Higher volumes generally mean more traders, deeper liquidity and faster execution with tighter spreads — all of which improve the trading experience and can attract further capital.
The $7.7 million in daily fees underscores that increased throughput. Although higher fees can reduce short-term trader profitability, they are also a sign of substantial transaction activity and user engagement.
Fees also play a role in supporting the native token economy, since many platforms allocate fee revenue to buybacks, rewards and other incentive mechanisms that benefit long-term holders.
What’s driving the surge
Hyperliquid’s rise did not happen in isolation. The DEX has rolled out a series of upgrades to improve performance, expand asset listings and better serve a wider range of traders.
These product improvements coincide with an important institutional development: Anchorage Digital Bank recently added custody support for Hyperliquid’s HYPE token, bringing institutional-grade security to HyperEVM.
Institutional custody offerings increase confidence among larger holders and funds by enabling secure storage that meets higher compliance and operational standards, which can draw additional capital into the ecosystem.
Broader market dynamics have also contributed. The crypto sector remains active with speculation about a potential altseason, and traders positioning for anticipated rallies have helped drive DEX activity higher.
HYPE price outlook
The native token jumped 10.78% from an intraday low of $44.62 to a high near $49.62, and currently trades around $48.26 after gaining about 15% on the week.

Hyperliquid’s volume and fee records were the immediate catalysts for the latest price move. That said, declining on-chain or exchange volume could make these rallies short-lived unless broader participation returns.

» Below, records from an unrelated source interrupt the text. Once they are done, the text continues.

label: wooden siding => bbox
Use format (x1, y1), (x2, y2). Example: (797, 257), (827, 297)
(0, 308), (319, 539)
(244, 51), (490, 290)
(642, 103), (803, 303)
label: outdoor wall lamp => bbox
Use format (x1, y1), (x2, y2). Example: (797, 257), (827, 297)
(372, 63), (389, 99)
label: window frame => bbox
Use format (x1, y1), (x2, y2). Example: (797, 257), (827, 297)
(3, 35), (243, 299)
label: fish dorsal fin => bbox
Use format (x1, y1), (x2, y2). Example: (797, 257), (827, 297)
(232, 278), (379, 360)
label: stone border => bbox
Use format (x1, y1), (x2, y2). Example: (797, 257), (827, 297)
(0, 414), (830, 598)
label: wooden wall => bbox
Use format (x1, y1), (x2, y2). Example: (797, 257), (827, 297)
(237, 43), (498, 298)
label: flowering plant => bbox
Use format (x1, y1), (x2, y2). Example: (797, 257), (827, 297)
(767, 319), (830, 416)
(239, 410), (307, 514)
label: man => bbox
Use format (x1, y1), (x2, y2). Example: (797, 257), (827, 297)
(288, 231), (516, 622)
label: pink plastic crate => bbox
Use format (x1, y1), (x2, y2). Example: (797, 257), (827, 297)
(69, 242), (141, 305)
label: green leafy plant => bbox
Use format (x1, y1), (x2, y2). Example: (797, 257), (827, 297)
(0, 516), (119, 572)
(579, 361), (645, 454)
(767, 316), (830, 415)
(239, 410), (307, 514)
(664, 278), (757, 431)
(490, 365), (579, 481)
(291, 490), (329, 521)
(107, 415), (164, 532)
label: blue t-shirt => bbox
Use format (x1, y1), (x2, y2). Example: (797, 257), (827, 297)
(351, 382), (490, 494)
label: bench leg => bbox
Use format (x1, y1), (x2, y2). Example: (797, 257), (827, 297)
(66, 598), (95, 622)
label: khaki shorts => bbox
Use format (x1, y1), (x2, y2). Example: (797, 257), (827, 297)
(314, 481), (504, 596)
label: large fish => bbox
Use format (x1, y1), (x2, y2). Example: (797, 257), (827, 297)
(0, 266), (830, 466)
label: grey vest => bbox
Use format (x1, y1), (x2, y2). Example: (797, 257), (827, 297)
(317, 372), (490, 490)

Key technical levels to watch: a sustained close above $49.75 would increase the likelihood of continued upward momentum toward resistance in the $52–$55 range, near prior highs. Conversely, a break below support at $45 could open the door to a pullback toward the $42 demand zone, which buyers may use as a staging ground for renewed advances.
Ultimately, HYPE’s near-term trajectory will remain closely tied to overall market sentiment and whether traders keep rotating capital into altcoins and decentralized exchanges.